The map-reduce operation uses a temporary collection during processing. At completion, the map-reduce operation renames the temporary collection. As a result, you can perform a map-reduce operation periodically with the same target collection name without affecting the intermediate states. Use this mode when generating statistical output collections on a regular basis.

Concurrency¶

The map-reduce operation is composed of many tasks, including:

reads from the input collection,
executions of the map function,
executions of the reduce function,
writes to the output collection.

These various tasks take the following locks:

The read phase takes a read lock.
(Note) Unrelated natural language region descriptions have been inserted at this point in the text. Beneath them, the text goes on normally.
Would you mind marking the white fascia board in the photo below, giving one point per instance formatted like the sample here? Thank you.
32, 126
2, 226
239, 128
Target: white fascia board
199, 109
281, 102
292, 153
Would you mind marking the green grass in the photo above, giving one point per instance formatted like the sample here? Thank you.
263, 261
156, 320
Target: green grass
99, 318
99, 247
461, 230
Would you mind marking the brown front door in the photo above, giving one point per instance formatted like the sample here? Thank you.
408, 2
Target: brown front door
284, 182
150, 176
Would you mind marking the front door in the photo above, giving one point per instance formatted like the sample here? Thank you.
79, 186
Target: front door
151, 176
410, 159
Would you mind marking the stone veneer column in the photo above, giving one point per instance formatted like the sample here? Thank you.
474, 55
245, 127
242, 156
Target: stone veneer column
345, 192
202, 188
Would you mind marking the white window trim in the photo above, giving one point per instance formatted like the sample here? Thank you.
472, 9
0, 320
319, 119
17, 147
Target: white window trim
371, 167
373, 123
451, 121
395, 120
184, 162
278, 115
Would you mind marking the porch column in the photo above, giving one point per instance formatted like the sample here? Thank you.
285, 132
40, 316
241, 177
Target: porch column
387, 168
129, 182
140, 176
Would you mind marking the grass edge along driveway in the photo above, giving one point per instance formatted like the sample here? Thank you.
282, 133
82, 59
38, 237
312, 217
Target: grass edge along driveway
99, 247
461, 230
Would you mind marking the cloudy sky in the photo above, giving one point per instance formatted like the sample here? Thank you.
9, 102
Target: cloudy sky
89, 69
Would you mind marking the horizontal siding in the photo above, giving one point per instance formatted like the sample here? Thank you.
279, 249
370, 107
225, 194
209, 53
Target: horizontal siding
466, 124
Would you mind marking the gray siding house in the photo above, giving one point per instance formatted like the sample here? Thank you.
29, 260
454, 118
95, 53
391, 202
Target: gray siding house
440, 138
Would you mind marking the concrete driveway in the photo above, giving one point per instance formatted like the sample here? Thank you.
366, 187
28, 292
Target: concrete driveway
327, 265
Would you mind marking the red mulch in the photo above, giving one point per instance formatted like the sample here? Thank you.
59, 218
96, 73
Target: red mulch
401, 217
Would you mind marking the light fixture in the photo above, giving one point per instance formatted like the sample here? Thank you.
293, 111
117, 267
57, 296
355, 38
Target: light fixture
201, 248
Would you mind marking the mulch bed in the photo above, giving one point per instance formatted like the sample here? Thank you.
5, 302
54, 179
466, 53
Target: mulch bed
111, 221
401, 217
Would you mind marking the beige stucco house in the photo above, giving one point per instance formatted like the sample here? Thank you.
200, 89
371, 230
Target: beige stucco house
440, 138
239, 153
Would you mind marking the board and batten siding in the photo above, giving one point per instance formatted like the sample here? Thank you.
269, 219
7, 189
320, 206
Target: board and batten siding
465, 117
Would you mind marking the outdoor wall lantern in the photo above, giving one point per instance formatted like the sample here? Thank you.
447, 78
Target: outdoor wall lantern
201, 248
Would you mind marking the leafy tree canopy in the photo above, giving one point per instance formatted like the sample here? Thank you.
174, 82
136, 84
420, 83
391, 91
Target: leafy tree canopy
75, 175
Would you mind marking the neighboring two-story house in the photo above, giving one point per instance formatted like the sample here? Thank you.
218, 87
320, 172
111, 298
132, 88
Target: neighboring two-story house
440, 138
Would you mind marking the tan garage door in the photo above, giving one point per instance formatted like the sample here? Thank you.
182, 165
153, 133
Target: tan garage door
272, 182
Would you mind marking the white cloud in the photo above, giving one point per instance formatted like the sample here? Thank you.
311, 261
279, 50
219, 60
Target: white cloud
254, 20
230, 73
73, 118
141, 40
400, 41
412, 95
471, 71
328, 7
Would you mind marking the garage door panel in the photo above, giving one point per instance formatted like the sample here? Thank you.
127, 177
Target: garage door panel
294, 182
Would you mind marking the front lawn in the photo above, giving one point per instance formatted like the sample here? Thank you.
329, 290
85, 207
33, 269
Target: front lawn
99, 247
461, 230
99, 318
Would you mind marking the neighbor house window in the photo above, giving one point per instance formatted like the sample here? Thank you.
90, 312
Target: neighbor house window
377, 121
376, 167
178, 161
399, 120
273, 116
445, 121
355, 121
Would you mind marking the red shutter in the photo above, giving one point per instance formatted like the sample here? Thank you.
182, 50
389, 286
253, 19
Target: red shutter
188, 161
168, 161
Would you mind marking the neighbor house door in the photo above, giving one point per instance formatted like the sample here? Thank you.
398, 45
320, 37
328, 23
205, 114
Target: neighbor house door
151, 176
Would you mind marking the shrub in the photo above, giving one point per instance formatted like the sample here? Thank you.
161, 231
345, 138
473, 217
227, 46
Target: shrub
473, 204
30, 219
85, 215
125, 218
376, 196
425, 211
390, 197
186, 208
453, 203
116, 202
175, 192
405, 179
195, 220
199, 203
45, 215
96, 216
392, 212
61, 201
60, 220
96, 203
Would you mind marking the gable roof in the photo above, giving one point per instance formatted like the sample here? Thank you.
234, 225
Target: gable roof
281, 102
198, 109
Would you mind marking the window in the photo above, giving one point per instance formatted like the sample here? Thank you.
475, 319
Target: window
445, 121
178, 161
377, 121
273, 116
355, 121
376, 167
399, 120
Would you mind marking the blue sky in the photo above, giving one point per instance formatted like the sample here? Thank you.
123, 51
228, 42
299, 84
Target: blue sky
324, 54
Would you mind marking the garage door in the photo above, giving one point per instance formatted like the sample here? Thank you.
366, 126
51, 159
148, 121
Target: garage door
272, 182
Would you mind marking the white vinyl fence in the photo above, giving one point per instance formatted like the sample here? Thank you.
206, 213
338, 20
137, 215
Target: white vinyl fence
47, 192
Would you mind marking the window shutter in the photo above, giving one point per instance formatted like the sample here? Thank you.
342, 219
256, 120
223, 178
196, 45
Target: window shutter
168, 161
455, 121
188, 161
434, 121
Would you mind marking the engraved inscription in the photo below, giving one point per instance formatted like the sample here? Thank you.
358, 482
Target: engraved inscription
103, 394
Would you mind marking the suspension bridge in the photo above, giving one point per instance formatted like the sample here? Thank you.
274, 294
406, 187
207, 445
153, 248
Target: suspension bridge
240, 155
It yields every 100 documents.
The JavaScript code (i.e. map, reduce, finalize functions) is executed in a single thread, taking a JavaScript lock; however, most JavaScript tasks in map-reduce are very short and yield the lock frequently.
The insert into the temporary collection takes a write lock for a single write.

If the output collection does not exist, the creation of the output collection takes a write lock.

If the output collection exists, then the output actions (i.e. merge, replace, reduce) take a write lock.

Although single-threaded, the map-reduce tasks interleave and appear to run in parallel.

Note

The final write lock during post-processing makes the results appear atomically. However, output actions merge and reduce may take minutes to process. For the merge and reduce, the nonAtomic flag is available. See the db.collection.mapReduce() reference for more information.

Sharded Cluster¶

Sharded Input¶

When using sharded collection as the input for a map-reduce operation, mongos will automatically dispatch the map-reduce job to each shard in parallel. There is no special option required. mongos will wait for jobs on all shards to finish.

Sharded Output¶

By default the output collection is not sharded. The process is:

mongos dispatches a map-reduce finish job to the shard that will store the target collection.
The target shard pulls results from all other shards, and runs a final reduce/finalize operation, and write to the output.
If using the sharded option to the out parameter, MongoDB shards the output using _id field as the shard key.

Changed in version 2.2.
If the output collection does not exist, MongoDB creates and shards the collection on the _id field. If the collection is empty, MongoDB creates chunks using the result of the first stage of the map-reduce operation.
mongos dispatches, in parallel, a map-reduce finish job to every shard that owns a chunk.
Each shard will pull the results it owns from all other shards, run a final reduce/finalize, and write to the output collection.

Note

During later map-reduce jobs, MongoDB splits chunks as needed.
Balancing of chunks for the output collection is automatically prevented during post-processing to avoid concurrency issues.

In MongoDB 2.0:

mongos retrieves the results from each shard, and performs merge sort to order the results, and performs a reduce/finalize as needed. mongos then writes the result to the output collection in sharded mode.
This model requires only a small amount of memory, even for large datasets.
Shard chunks are not automatically split during insertion. This requires manual intervention until the chunks are granular and balanced.

Warning

For best results, only use the sharded output options for mapReduce in version 2.2 or later.

Troubleshooting Map-Reduce Operations¶

You can troubleshoot the map function and the reduce function in the mongo shell.

Troubleshoot the Map Function¶

You can verify the key and value pairs emitted by the map function by writing your own emit function.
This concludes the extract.